Jeff Powell sat back in his chair. He stretched his fingers over his head to a satisfying, knuckle-cracking length and then dropped his hands over his mop of brown hair and pressed them into his dark-circled eyes. Six hours. A marathon sprint into his new novel.
He glanced at his previous book covers, pinned up next to his desk as motivation. The Feldall Saga had ranked him high on the Sci-Fi & Fantasy best-sellers lists since book one, Andalla’s Chant. Evensong, book four, would be his best yet. He could feel it, that writer’s innate sense of everything falling into place.
He stood up and headed for what barely amounted to a kitchen in his overcrowded bachelor apartment. The clock over the stove flashed seven fifty-three.

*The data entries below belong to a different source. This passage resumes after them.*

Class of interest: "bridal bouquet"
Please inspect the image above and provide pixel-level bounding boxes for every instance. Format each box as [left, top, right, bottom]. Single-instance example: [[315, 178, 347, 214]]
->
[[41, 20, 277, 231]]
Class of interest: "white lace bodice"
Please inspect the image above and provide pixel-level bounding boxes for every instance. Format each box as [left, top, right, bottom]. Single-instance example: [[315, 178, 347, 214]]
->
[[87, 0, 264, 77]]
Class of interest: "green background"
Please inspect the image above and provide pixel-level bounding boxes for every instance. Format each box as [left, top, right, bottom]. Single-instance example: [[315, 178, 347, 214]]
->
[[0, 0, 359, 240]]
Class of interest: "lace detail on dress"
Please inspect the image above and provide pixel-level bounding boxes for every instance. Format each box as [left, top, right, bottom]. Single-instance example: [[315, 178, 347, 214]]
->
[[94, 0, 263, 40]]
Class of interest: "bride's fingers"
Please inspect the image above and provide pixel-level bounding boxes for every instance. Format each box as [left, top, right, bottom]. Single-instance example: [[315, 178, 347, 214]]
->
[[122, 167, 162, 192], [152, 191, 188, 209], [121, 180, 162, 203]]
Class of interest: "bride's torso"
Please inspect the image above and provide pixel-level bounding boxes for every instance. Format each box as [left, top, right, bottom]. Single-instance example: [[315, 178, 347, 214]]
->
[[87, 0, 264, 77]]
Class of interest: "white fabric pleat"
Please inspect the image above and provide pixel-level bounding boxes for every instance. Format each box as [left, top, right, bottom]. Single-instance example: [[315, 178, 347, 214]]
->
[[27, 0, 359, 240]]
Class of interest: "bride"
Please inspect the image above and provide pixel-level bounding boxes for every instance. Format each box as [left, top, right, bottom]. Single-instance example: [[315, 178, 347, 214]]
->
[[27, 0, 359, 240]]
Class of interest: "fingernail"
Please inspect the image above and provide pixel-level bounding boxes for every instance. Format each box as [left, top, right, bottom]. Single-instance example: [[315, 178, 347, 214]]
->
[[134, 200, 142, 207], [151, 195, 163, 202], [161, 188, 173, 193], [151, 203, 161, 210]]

Morning, he guessed from the heaviness in his eyes and the hint of cold winter sunlight coursing in through the curtains.
He grabbed a beer from the fridge and, bottle in hand, returned to his desk to re-read the night’s work, too excited to let it sit until tomorrow. For six months his fans had been after him to start the next Feldall novel and he’d kept putting it off, stuck on a stupid plot point and chomping at the bit to start a new project with new characters.
Because of the shiny new story awaiting him at the end of Evensong, Jeff couldn’t get connected to the Feldall crew this time around. The story felt flat, the characters flatter, and only by throwing in lots of high-tension action scenes and over-arching issues, like the drought, could he move the story forward. He knew the plot would be fantastic when fixed, but for now if he could only get it done.
A muffled telephone ring broke his concentration and he reached for the cordless hidden under the bed pillows. A quick look at the caller ID, another swig of beer, and he answered.
“Ten minutes earlier, you could’ve ruined something incredible.”
“I know you too well to think you have company,” the voice on the line replied.
Jeff grinned and leaned back in his chair. Deceptively quiet, Lisa Tellier was a pitbull in the publishing arena and had been his agent since the first book, five years ago.
“Calling to check on my progress, or do you have news?” he asked.
“A bit of both, but mostly the first. I have a meeting with your publisher this afternoon and I want to be able to tell them Evensong is coming along in record-breaking time.”
“Assure away,” he said. “I’ve had a breakthrough. Just finished an all-nighter and facing another one if I catch a snooze soon. There’s so much genius in this apartment right now, people walking by are inspired.”